Students can also be certified as personalcare providers for the elderly or disabled in their homes.
“We train students who are working on their GED. We have been able to co-enroll GED students in college classes too, especially job-preparation classes. We’re seeing that having a GED is not enough. You’ll still flip burgers if you just get a GED.”
The center operates through the San Juan Board of Cooperative Educational Services (BOCES), which provides specialized educational services in nine school districts in Southwest Colorado.
“They contract with us for the secondchance program for high-risk students that drop out of SWOS [Southwest Open School] or high school or are expelled,” Miller said. “These are very high-risk students. This is their last opportunity.”
Last semester, the center had 120 adulted students, 45 high-risk students between 17 and 21, and 62 students taking college courses.
Anyone 17 or older can attend the center. Miller said obtaining funding to keep all the programs going is “a juggling act.”
“Colorado is the only state that does not support adult ed,” she said. “We have funding from lots of different streams..”
Miller said enrollment is limited somewhat by the size of the facility.
“Seventy students is about all that we can handle for college classes. There isn’t much parking,” she said.

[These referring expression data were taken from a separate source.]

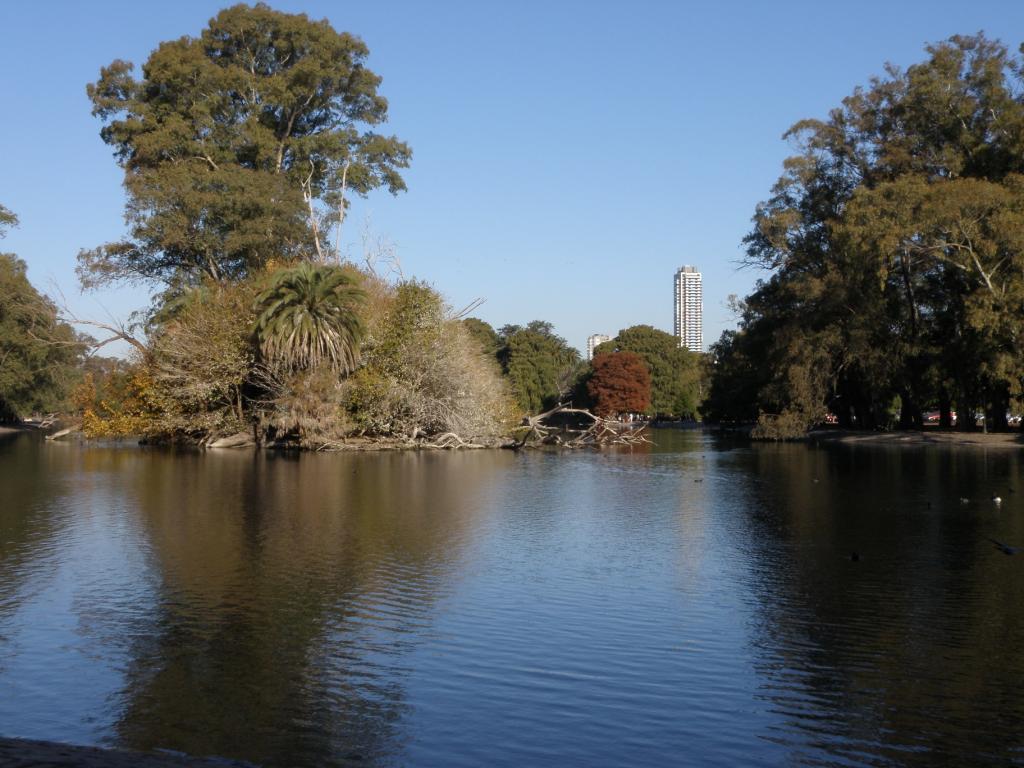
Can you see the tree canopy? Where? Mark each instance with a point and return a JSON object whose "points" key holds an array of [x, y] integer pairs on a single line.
{"points": [[237, 144], [621, 384], [38, 352], [894, 241], [542, 368], [675, 372]]}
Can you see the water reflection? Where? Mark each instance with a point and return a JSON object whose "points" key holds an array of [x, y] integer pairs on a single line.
{"points": [[693, 601], [910, 653]]}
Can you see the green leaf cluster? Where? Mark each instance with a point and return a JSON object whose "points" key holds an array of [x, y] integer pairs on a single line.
{"points": [[895, 247], [236, 145], [675, 371], [541, 367], [308, 316]]}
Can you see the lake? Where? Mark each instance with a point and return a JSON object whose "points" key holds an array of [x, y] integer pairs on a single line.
{"points": [[693, 602]]}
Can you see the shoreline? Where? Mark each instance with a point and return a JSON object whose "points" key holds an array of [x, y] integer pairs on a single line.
{"points": [[24, 753], [914, 438]]}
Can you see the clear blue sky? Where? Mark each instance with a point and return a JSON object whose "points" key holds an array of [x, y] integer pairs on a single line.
{"points": [[568, 156]]}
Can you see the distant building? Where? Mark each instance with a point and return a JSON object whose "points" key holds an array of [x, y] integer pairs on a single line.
{"points": [[689, 308], [593, 342]]}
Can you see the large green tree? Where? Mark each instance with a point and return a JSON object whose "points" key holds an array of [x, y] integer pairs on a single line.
{"points": [[893, 242], [38, 353], [675, 372], [308, 316], [237, 146], [621, 384], [540, 365]]}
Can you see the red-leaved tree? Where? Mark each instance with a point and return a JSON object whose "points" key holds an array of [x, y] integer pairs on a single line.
{"points": [[621, 384]]}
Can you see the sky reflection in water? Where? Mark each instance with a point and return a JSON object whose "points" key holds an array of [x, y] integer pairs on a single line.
{"points": [[694, 602]]}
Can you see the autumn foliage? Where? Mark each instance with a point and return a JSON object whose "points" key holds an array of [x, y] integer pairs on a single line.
{"points": [[621, 384]]}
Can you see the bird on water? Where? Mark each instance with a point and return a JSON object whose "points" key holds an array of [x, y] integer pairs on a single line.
{"points": [[1005, 548]]}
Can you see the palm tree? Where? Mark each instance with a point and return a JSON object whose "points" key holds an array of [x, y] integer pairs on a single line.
{"points": [[308, 315]]}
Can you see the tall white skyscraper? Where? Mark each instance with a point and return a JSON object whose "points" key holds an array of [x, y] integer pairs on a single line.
{"points": [[689, 308], [593, 342]]}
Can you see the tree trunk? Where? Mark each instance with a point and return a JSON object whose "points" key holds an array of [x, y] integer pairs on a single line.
{"points": [[995, 419], [945, 409]]}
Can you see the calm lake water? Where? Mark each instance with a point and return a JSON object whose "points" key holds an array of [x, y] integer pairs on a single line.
{"points": [[691, 603]]}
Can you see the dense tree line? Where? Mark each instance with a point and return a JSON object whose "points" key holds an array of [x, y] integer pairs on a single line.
{"points": [[39, 354], [240, 147], [895, 242]]}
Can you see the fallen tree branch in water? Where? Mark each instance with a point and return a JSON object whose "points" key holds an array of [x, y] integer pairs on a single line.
{"points": [[601, 431]]}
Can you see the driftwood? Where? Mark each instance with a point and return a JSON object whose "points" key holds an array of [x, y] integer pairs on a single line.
{"points": [[538, 430], [64, 432]]}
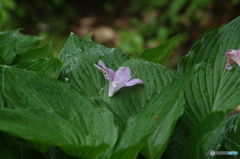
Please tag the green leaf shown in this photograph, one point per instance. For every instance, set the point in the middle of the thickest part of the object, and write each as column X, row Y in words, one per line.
column 206, row 136
column 33, row 54
column 52, row 67
column 8, row 43
column 57, row 130
column 214, row 88
column 88, row 37
column 27, row 42
column 79, row 56
column 129, row 100
column 161, row 53
column 139, row 128
column 81, row 126
column 232, row 141
column 4, row 102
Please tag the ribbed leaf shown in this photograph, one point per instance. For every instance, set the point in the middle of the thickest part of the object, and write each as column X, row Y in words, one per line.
column 79, row 56
column 129, row 100
column 33, row 54
column 160, row 109
column 161, row 53
column 206, row 136
column 214, row 88
column 8, row 43
column 52, row 67
column 232, row 141
column 27, row 42
column 76, row 123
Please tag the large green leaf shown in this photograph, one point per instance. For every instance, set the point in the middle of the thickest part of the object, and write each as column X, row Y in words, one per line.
column 51, row 66
column 159, row 113
column 79, row 55
column 129, row 100
column 8, row 43
column 232, row 141
column 27, row 42
column 214, row 88
column 206, row 136
column 161, row 53
column 81, row 126
column 33, row 54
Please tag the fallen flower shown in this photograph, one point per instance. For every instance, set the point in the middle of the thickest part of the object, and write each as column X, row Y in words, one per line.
column 122, row 78
column 233, row 56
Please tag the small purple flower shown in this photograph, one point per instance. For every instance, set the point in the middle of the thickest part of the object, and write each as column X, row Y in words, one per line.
column 233, row 56
column 122, row 78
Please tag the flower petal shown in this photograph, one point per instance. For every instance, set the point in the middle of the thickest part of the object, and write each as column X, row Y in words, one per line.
column 108, row 73
column 233, row 56
column 113, row 88
column 123, row 75
column 133, row 82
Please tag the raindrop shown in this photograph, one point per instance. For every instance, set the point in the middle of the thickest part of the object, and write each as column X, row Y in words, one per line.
column 48, row 89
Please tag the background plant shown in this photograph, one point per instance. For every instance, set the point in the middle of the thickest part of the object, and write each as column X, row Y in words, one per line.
column 173, row 115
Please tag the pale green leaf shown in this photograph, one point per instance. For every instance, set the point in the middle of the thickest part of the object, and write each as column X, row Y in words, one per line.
column 163, row 105
column 8, row 43
column 214, row 88
column 81, row 126
column 79, row 56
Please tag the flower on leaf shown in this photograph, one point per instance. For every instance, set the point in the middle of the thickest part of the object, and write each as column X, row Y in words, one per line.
column 121, row 78
column 233, row 56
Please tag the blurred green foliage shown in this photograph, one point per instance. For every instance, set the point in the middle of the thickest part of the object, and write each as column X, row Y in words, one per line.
column 137, row 24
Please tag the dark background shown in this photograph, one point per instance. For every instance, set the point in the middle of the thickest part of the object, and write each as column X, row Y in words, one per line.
column 130, row 25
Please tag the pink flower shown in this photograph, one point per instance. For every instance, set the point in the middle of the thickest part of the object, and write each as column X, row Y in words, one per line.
column 233, row 56
column 122, row 78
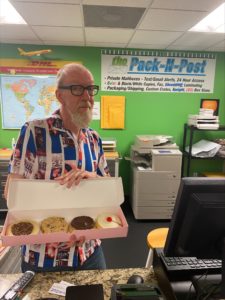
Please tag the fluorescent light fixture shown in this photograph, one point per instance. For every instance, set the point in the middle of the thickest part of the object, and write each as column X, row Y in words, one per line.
column 214, row 22
column 8, row 14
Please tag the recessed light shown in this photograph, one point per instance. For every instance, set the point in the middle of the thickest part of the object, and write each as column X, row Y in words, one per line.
column 8, row 14
column 214, row 22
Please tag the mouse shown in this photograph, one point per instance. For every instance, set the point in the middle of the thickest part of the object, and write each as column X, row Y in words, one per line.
column 135, row 279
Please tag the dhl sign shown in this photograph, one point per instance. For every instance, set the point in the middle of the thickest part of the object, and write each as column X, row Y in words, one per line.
column 24, row 66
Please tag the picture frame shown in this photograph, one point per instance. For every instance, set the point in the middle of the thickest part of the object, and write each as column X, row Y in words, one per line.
column 211, row 104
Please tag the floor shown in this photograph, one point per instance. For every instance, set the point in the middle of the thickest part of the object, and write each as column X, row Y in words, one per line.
column 128, row 252
column 132, row 251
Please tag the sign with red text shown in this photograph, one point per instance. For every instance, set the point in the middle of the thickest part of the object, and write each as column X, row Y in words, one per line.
column 134, row 73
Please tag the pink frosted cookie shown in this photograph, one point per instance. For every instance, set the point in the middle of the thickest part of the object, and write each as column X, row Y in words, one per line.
column 108, row 220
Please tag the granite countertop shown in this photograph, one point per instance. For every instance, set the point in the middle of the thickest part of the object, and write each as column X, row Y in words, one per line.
column 41, row 283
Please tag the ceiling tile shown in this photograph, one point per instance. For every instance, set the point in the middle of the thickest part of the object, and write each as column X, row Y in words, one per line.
column 63, row 34
column 200, row 5
column 171, row 20
column 17, row 32
column 147, row 46
column 204, row 39
column 49, row 1
column 127, row 3
column 112, row 16
column 110, row 45
column 50, row 14
column 218, row 47
column 154, row 37
column 108, row 35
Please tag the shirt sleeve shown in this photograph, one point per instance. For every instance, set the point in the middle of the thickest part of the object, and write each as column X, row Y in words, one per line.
column 24, row 156
column 102, row 169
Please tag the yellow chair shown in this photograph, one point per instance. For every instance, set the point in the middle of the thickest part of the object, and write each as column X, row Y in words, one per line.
column 156, row 238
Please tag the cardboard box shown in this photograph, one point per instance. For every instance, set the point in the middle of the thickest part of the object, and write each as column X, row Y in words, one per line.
column 39, row 199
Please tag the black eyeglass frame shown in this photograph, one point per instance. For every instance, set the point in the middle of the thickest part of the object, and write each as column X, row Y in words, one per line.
column 88, row 88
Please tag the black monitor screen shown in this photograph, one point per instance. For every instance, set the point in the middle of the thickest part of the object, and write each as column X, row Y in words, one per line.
column 198, row 224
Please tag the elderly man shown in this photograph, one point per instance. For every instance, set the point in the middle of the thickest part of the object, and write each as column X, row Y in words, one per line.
column 63, row 148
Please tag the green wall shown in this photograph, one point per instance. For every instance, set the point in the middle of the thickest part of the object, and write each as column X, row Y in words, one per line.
column 146, row 113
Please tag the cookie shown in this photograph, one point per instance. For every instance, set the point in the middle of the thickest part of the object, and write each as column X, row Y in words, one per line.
column 23, row 227
column 81, row 223
column 54, row 224
column 108, row 220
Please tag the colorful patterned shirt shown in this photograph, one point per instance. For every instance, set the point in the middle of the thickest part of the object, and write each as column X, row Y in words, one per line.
column 45, row 150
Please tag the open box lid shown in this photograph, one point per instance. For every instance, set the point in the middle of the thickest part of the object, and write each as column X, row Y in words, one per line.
column 27, row 194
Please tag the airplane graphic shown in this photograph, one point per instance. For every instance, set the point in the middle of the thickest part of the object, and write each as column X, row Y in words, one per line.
column 33, row 53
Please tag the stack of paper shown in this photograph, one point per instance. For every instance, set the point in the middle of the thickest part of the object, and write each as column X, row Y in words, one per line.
column 109, row 147
column 204, row 148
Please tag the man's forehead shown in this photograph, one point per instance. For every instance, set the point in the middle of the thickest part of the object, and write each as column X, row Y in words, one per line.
column 79, row 76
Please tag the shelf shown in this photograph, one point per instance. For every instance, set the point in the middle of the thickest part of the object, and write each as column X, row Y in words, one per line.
column 189, row 140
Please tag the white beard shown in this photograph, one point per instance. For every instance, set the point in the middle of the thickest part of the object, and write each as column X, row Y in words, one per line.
column 81, row 120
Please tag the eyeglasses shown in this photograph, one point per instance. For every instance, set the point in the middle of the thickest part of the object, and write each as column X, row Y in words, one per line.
column 78, row 90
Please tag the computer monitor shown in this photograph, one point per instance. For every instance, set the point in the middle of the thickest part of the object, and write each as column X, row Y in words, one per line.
column 197, row 227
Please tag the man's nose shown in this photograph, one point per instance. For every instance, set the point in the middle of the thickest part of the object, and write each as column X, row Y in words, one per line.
column 86, row 95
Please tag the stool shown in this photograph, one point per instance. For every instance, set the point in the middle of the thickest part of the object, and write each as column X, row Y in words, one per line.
column 155, row 239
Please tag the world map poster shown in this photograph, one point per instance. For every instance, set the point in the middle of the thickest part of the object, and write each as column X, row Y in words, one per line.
column 26, row 97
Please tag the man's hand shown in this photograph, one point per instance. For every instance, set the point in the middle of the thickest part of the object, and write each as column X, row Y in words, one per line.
column 74, row 176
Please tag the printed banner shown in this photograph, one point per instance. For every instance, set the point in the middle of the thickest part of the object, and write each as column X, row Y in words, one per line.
column 134, row 73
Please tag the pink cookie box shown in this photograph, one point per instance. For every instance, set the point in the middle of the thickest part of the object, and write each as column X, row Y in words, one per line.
column 39, row 199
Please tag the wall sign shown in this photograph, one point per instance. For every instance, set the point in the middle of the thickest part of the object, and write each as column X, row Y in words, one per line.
column 135, row 72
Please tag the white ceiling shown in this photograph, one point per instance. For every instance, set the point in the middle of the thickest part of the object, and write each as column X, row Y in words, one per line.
column 147, row 24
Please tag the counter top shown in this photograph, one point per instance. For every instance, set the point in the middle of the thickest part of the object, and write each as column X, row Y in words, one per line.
column 41, row 283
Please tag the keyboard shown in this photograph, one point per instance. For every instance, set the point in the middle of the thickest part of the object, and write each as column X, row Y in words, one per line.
column 191, row 265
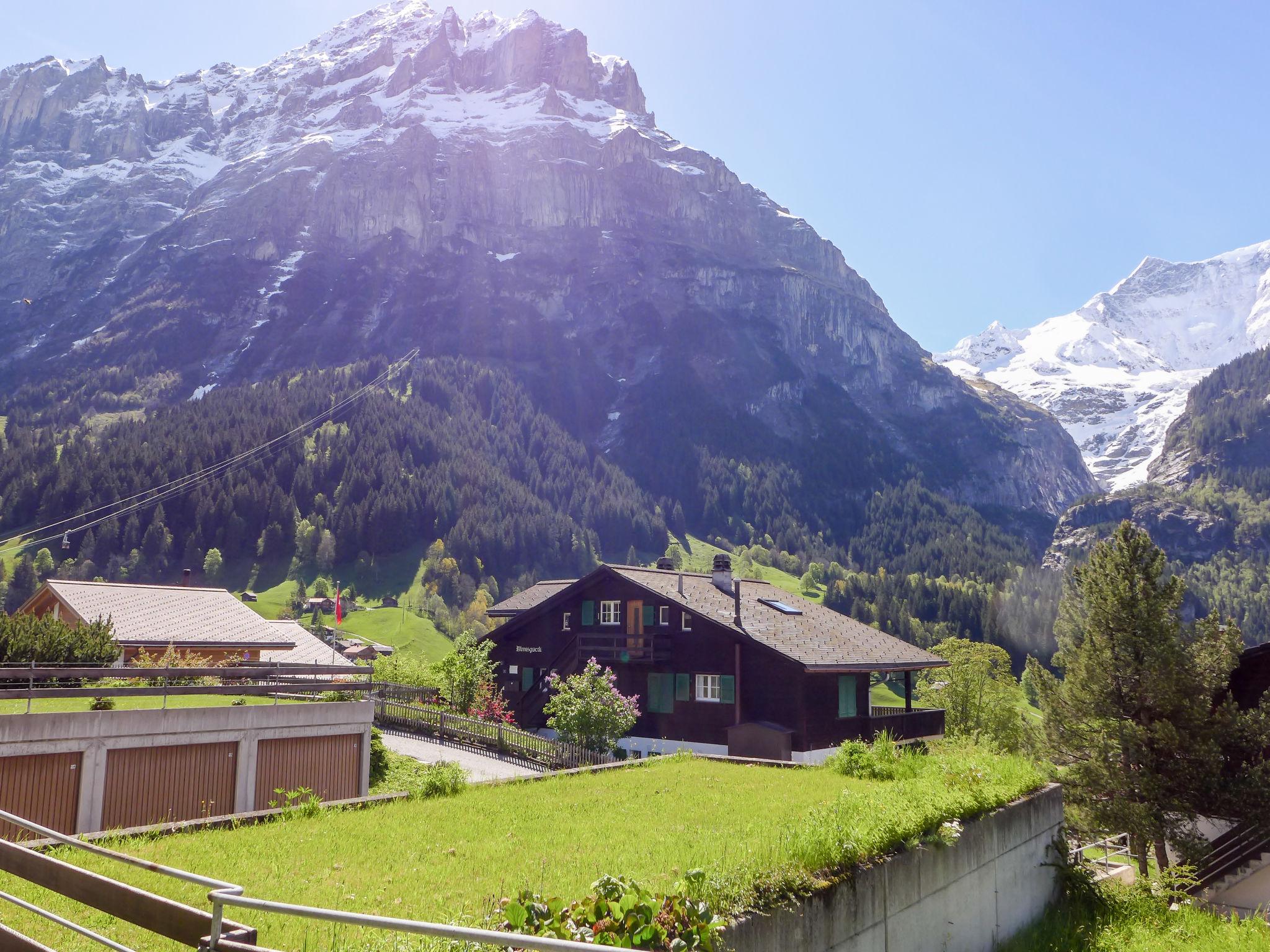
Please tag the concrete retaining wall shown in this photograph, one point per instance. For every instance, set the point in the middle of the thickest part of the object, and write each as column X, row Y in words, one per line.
column 94, row 733
column 964, row 897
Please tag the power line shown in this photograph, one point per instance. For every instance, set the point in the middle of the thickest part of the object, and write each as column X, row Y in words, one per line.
column 183, row 484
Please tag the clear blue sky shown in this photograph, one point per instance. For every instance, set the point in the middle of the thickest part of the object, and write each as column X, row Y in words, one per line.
column 974, row 162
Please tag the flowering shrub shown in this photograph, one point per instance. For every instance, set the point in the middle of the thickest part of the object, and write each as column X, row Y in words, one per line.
column 587, row 708
column 621, row 913
column 489, row 705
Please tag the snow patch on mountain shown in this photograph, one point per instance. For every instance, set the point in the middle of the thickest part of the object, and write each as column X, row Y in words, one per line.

But she wants the facility to be used 24/7 to benefit the entire community. She hopes to offer more general community classes – art education, for example – and helpful instruction such as emergency preparedness.
“The Colorado state library contacted us and we got a grant for 20 laptops that we will be using for a mobile computer lab, a class with the community.” The class will teach computer skills to community members who didn’t have the chance to take computer classes in school.
“We don’t have any fluff here at all, but we take advantage of every grant we get to be able to give the most service possible to the community.”